Quantum charge fluctuations of a proximitized nanowire

TL;DR

This paper studies how quantum charge fluctuations in a proximitized nanowire are influenced by superconductivity, magnetic field, and junction conductance, revealing complex behaviors including charge Kondo physics and topological phase effects.

Contribution

It provides a detailed analysis of charge behavior in proximitized nanowires under various conditions, connecting quantum fluctuations to topological and Kondo physics.

Findings

Charge function $Q( N_g)$ is continuous due to quantum fluctuations.

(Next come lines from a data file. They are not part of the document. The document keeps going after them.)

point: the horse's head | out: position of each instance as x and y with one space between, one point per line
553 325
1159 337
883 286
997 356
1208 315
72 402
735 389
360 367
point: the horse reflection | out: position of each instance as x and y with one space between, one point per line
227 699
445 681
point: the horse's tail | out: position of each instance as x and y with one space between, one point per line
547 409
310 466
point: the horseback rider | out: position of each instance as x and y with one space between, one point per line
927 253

In the topological phase, $Q( N_g)$ shows $e$-periodic steps.

Different regimes exhibit Kondo physics and Breit-Wigner resonances.

Abstract

Motivated by recent experiment, we consider charging of a nanowire which is proximitized by a superconductor and connected to a normal-state lead by a single-channel junction. The charge $Q$ of the nanowire is controlled by gate voltage $e{\cal N}_g/C$. A finite conductance of the contact allows for quantum charge fluctuations, making the function $Q(\mathcal{N}_g)$ continuous. It depends on the relation between the superconducting gap $\Delta$ and the effective charging energy $E^*_C$. The latter is determined by the junction conductance, in addition to the geometrical capacitance of the proximitized nanowire. We investigate $Q(\mathcal{N}_g)$ at zero magnetic field $B$, and at fields exceeding the critical value $B_c$ corresponding to the topological phase transition. Unlike the case of $\Delta = 0$, the function $Q(\mathcal{N}_g)$ is analytic even in the limit of negligible level spacing in the nanowire. At $B=0$ and $\Delta>E^*_C$, the maxima of $dQ/d\mathcal{N}_g$ are smeared by $2e$-fluctuations described by a single-channel "charge Kondo" physics, while the $B=0$, $\Delta<E^*_C$ case is described by a crossover between the Kondo and mixed-valence regimes of the Anderson impurity model. In the topological phase, $Q(\mathcal{N}_g)$ is analytic function of the gate voltage with $e$-periodic steps. In the weak tunneling limit, $dQ/d\mathcal{N}_g$ has peaks corresponding to Breit-Wigner resonances, whereas in the strong tunneling limit (i.e., small reflection amplitude $r$ ) these resonances are broadened, and $dQ/d\mathcal{N}_g-e \propto r\cos(2\pi \mathcal{N}_g)$.